Glioblastoma (GBM) is a grade IV glioma, the most common and aggressive form of malignant brain tumors, and it has a poor treatment response. As a result, patients tend not to live very long and the median overall survival is 14 months. Currently, tissue biopsies are the gold-standard technique for GBM diagnosis and prognosis. However, they are invasive and limit analysis to a single point in time, making it difficult to monitor tumor evolution. In contrast to tissue biopsies, liquid biopsies are non-invasive and can be repeated. The circulating biomarkers collected from liquid biopsies can be analyzed to enable monitoring of tumor growth and response to treatment. In GBM, these biomarkers include circulating tumor cells, cell-free nucleic acids, proteins, and extracellular vesicles. Because there are currently no approved prognostic circulating biomarkers for GBM, the goal of my project was to write a literature review overviewing the recent findings on candidate circulating prognostic biomarkers for GBM. 

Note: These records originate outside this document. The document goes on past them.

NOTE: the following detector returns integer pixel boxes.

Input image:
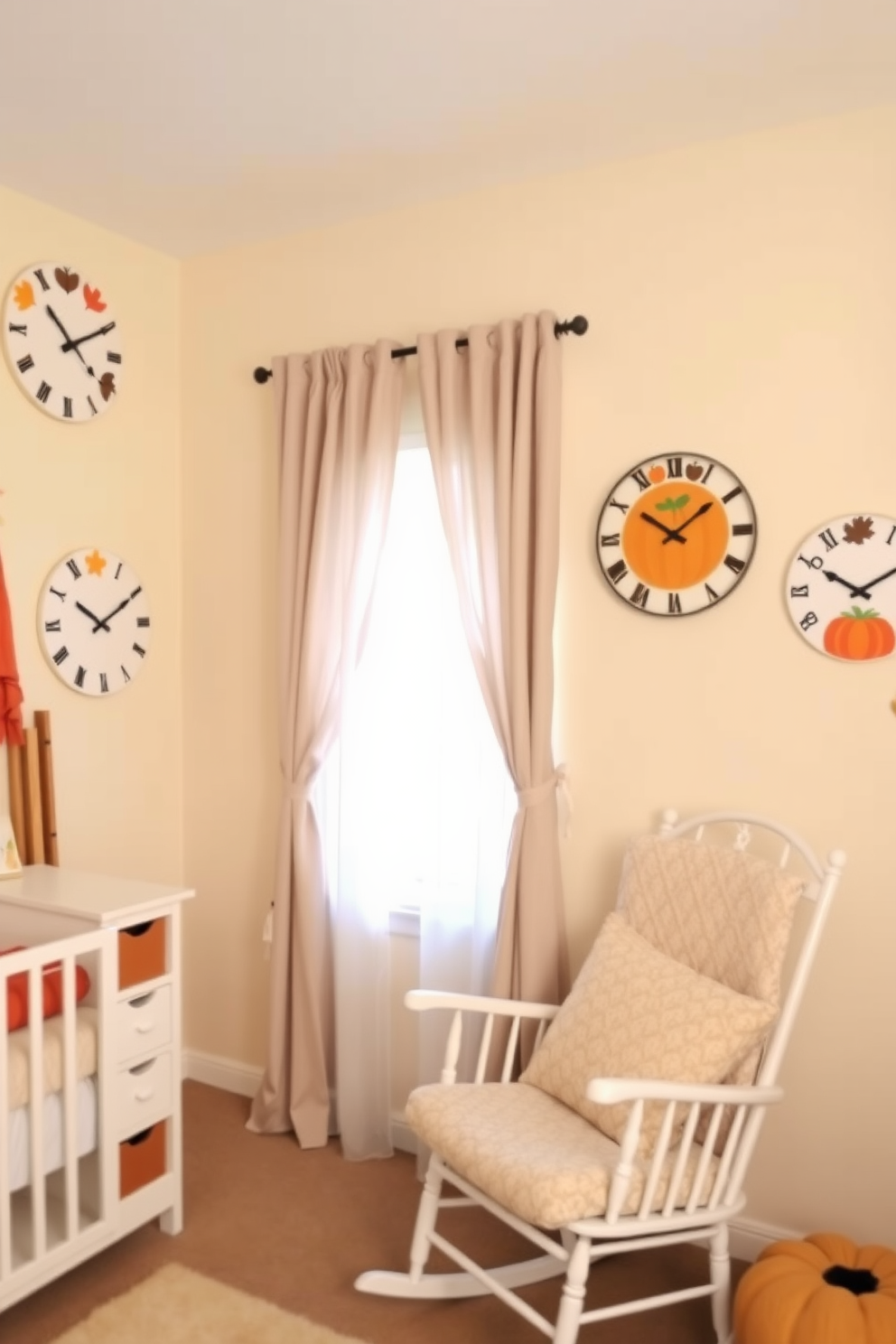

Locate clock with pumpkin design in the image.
[595,454,756,617]
[785,513,896,663]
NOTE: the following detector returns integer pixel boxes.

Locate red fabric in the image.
[0,947,90,1031]
[0,543,25,747]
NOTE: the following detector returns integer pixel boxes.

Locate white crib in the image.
[0,864,192,1313]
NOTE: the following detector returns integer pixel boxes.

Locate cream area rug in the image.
[48,1265,370,1344]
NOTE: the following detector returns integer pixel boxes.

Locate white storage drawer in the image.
[116,1050,174,1138]
[116,985,172,1063]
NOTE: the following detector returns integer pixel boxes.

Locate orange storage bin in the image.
[118,919,168,989]
[118,1120,165,1199]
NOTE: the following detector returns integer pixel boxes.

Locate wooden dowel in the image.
[6,741,27,863]
[33,710,59,868]
[23,728,43,863]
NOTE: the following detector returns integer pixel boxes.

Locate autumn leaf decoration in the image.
[12,280,33,313]
[85,285,106,313]
[844,518,874,546]
[52,266,80,294]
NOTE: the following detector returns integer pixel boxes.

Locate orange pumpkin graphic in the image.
[622,481,730,592]
[825,606,896,660]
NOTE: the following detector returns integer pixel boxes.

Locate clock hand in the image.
[61,322,116,359]
[93,597,130,634]
[853,568,896,597]
[821,570,870,602]
[662,500,712,546]
[640,509,687,546]
[75,602,108,634]
[47,303,88,364]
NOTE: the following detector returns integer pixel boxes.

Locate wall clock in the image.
[785,513,896,663]
[595,454,756,617]
[38,546,151,696]
[3,261,122,424]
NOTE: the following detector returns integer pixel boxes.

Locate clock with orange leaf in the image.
[3,261,122,424]
[595,454,756,617]
[38,546,152,696]
[785,513,896,663]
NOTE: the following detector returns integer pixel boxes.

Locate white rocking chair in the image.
[355,812,845,1344]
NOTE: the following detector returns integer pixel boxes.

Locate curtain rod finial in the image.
[554,313,588,336]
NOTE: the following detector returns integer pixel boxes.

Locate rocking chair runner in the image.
[356,812,845,1344]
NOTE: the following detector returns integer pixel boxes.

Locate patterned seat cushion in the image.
[617,835,805,1134]
[617,835,805,1004]
[406,1082,717,1228]
[521,912,777,1152]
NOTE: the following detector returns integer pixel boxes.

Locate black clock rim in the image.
[593,453,759,621]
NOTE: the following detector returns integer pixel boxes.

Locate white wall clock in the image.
[38,546,151,696]
[595,454,756,617]
[3,261,122,424]
[785,513,896,663]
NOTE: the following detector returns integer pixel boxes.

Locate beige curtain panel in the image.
[248,340,405,1148]
[418,312,570,1026]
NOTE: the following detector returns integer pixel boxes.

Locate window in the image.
[318,437,516,929]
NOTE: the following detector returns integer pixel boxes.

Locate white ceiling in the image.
[0,0,896,257]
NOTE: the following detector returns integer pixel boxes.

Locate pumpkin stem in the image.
[821,1265,880,1297]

Through this experience, I have learned to filter and find relevant articles through the databases PubMed and Google Scholar, understand and interpret graphs and statistical models, and analyze and think critically about the findings and implications. After identifying 10 important articles in the field, I created a table to report their major findings while categorizing them by type of liquid biopsy and type of biomarker. 

I have also learned the process of treating a cancer patient, which is something I was particularly interested in as a pre-med student before this research experience. Through instruction by my mentors in the Carpenter Lab as well as reading numerous articles on GBM, I have learned how clinicians diagnose GBM, the different types of treatments based on the patients’ conditions, the different types of responses, and the adjustments and changes to the treatments based on patients’ responses. 

This experience has made me more interested in clinical research and excited to continue working at the Liquid Biopsy Core to learn some hands-on techniques to identify and analyze circulating biomarkers in GBM. I am grateful to Dr. Bagley and Dr. Carpenter for this opportunity and to Dr. Till and Ms. Abdalla for their guidance. I would also like to thank the Penn Undergraduate Research Mentoring (PURM) Program for supporting me this summer.